Reconstruction of Hitaki-den Hall (火焚き殿) 

In September 2009, Hitaki-den hall was burned down during the process of Hitaki Shinji ritual. It was shocking for locals but they didn’t want to die out the tradition which has over 2000 years of history. Locals, parishioners and even local students worked hard to carry out fund-raising activity for over 6 months. 

Thanks to their hard work, they could collect over 20 million yen (about 190 thousands dollars). In the summer of 2010, they completed building a new hall and had a ceremony for its completion.

New Hitaki-den hall

Fire occurred in 2009 and just one year later, they could carry out Hitaki Shinji ritual as usual. This is all about local’s great effort and passion that they don’t want to die out their tradition. 

Monument to the reconstruction of Hitaki-den hall

Visit Shimo Shrine (Frost Shrine, 霜神社) in Aso!

Before writing articles here, I hadn’t really cared about history of shrines. But as I looked for their origins and stories, I have started to get interested in them and now I can see those places with another view. This kind of experience enriches my life and if we don’t know things very well, it’s “mottainai (もったいない, it’s a shame if you don’t know thingsand enjoy them at most!)”. 

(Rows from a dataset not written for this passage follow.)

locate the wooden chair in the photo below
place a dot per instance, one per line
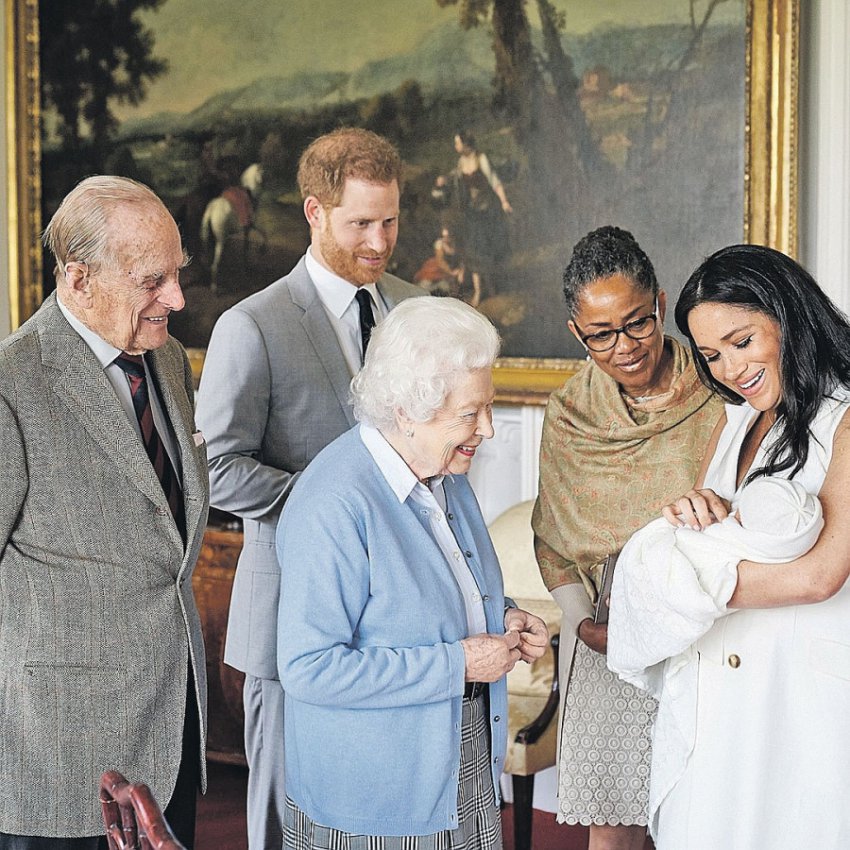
(132, 817)
(533, 695)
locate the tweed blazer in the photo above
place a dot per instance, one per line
(273, 394)
(97, 617)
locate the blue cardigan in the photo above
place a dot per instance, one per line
(369, 652)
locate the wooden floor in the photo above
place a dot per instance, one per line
(221, 818)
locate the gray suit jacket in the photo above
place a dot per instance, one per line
(97, 617)
(274, 393)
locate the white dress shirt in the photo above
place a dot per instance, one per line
(337, 296)
(431, 503)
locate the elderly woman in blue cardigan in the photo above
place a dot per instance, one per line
(394, 634)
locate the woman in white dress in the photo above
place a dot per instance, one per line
(768, 765)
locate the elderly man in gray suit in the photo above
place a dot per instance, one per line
(104, 505)
(274, 392)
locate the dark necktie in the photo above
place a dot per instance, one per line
(367, 317)
(134, 366)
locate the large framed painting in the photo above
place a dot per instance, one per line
(523, 124)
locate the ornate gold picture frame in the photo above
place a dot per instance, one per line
(768, 138)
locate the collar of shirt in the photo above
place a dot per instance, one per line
(336, 292)
(397, 473)
(102, 350)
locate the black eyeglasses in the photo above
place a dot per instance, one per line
(637, 329)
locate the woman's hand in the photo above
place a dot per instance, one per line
(489, 657)
(595, 635)
(533, 634)
(697, 509)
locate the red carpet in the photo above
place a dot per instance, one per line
(221, 818)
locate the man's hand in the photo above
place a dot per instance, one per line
(533, 634)
(595, 635)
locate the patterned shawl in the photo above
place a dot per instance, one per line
(609, 464)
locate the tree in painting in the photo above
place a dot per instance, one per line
(92, 56)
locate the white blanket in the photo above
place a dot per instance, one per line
(670, 586)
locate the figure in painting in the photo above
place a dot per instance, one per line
(444, 272)
(477, 194)
(230, 214)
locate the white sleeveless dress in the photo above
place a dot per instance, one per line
(770, 767)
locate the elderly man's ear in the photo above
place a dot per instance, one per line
(78, 284)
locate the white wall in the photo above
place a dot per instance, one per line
(825, 145)
(5, 325)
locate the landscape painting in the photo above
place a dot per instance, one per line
(574, 114)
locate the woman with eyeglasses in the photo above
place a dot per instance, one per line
(620, 439)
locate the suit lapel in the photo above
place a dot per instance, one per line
(321, 335)
(168, 372)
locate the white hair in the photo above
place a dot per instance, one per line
(80, 228)
(415, 358)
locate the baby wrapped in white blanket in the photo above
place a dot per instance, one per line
(671, 584)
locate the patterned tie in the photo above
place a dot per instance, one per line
(134, 366)
(367, 317)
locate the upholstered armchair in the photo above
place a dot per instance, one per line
(532, 689)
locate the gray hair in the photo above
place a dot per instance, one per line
(79, 230)
(416, 356)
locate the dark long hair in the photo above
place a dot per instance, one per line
(814, 353)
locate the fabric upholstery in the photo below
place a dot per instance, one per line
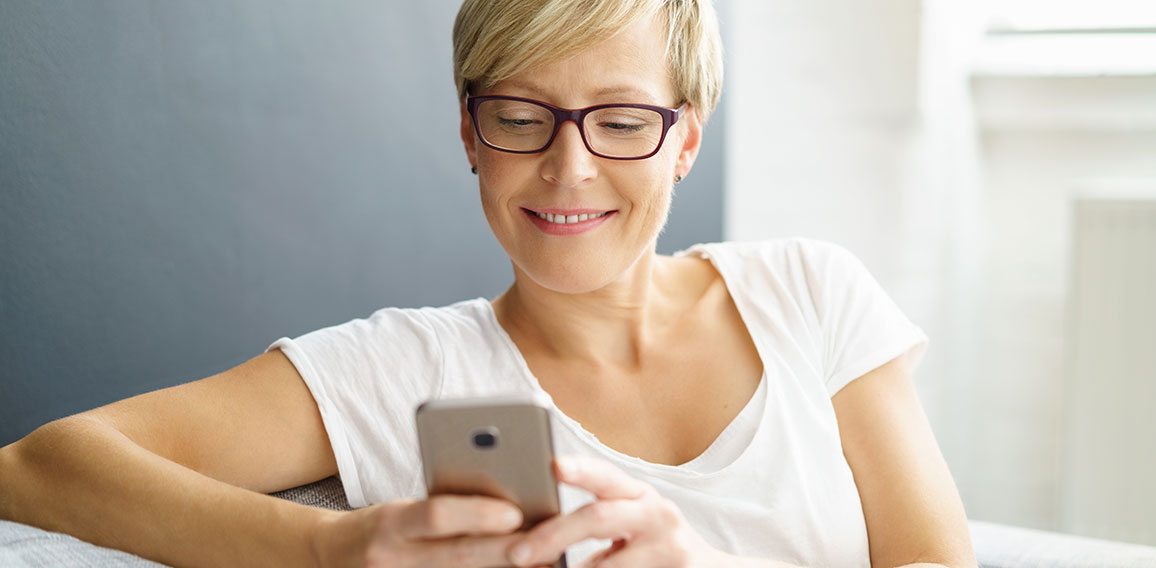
(997, 546)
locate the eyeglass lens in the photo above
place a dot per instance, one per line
(615, 131)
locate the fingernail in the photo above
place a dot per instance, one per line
(520, 553)
(512, 518)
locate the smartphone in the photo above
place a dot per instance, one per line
(499, 447)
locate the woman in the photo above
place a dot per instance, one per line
(733, 405)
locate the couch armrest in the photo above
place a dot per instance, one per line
(997, 546)
(1002, 546)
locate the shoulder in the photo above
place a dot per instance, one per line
(806, 263)
(400, 325)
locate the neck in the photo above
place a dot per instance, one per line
(607, 326)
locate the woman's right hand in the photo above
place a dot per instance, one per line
(442, 531)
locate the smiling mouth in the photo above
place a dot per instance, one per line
(560, 219)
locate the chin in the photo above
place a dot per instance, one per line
(569, 278)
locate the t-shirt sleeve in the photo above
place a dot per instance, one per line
(861, 326)
(367, 377)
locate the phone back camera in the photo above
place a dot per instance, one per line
(486, 439)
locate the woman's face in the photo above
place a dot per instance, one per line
(632, 196)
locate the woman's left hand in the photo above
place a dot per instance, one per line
(647, 529)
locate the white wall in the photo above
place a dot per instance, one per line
(858, 123)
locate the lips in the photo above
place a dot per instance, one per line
(568, 218)
(568, 221)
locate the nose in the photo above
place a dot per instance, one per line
(567, 162)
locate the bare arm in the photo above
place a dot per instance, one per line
(912, 508)
(163, 474)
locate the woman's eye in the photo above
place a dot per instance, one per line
(516, 122)
(623, 126)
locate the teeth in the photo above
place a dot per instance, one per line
(569, 219)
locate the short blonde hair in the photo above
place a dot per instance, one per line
(495, 39)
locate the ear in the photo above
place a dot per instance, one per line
(693, 126)
(467, 137)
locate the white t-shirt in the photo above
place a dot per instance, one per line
(775, 484)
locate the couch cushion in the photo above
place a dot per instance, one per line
(1002, 546)
(22, 546)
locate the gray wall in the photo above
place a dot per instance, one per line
(182, 183)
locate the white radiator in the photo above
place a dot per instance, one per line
(1108, 480)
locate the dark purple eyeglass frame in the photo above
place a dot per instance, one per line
(577, 116)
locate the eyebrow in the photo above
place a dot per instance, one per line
(605, 91)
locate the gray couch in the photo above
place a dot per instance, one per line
(997, 546)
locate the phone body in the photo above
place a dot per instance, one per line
(499, 447)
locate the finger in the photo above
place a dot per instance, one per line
(632, 555)
(610, 519)
(443, 516)
(465, 552)
(601, 555)
(598, 477)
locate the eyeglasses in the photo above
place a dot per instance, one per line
(614, 131)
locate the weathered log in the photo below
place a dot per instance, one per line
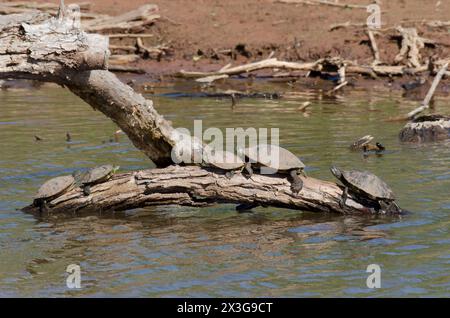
(324, 2)
(132, 20)
(430, 93)
(194, 186)
(72, 59)
(319, 65)
(426, 128)
(37, 46)
(54, 50)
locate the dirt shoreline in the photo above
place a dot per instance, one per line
(205, 35)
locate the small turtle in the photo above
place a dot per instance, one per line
(264, 155)
(374, 148)
(361, 142)
(94, 176)
(52, 189)
(368, 185)
(226, 161)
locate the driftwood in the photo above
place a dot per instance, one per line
(130, 21)
(426, 128)
(28, 7)
(71, 65)
(324, 2)
(373, 70)
(65, 58)
(194, 186)
(429, 96)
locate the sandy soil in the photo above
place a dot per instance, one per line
(293, 31)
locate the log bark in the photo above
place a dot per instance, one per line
(194, 186)
(54, 50)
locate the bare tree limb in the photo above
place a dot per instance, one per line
(194, 186)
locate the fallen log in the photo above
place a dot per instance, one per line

I am grateful that I started this Untapped Kumamoto and now I think it as my lifelong project. It’d be great if we can enjoy this journey together.

We are still in a difficult situation of COVID19 but I wish you will visit Aso and also visit Shimo Shrine in the future. For now, please take care and stay safe. 



There is a road along with Shimo Shrine. If you go forward, you will find a parking lot on your right which is maybe for 2-3 cars. This road is narrow so I do not recommend you to go there with a big car!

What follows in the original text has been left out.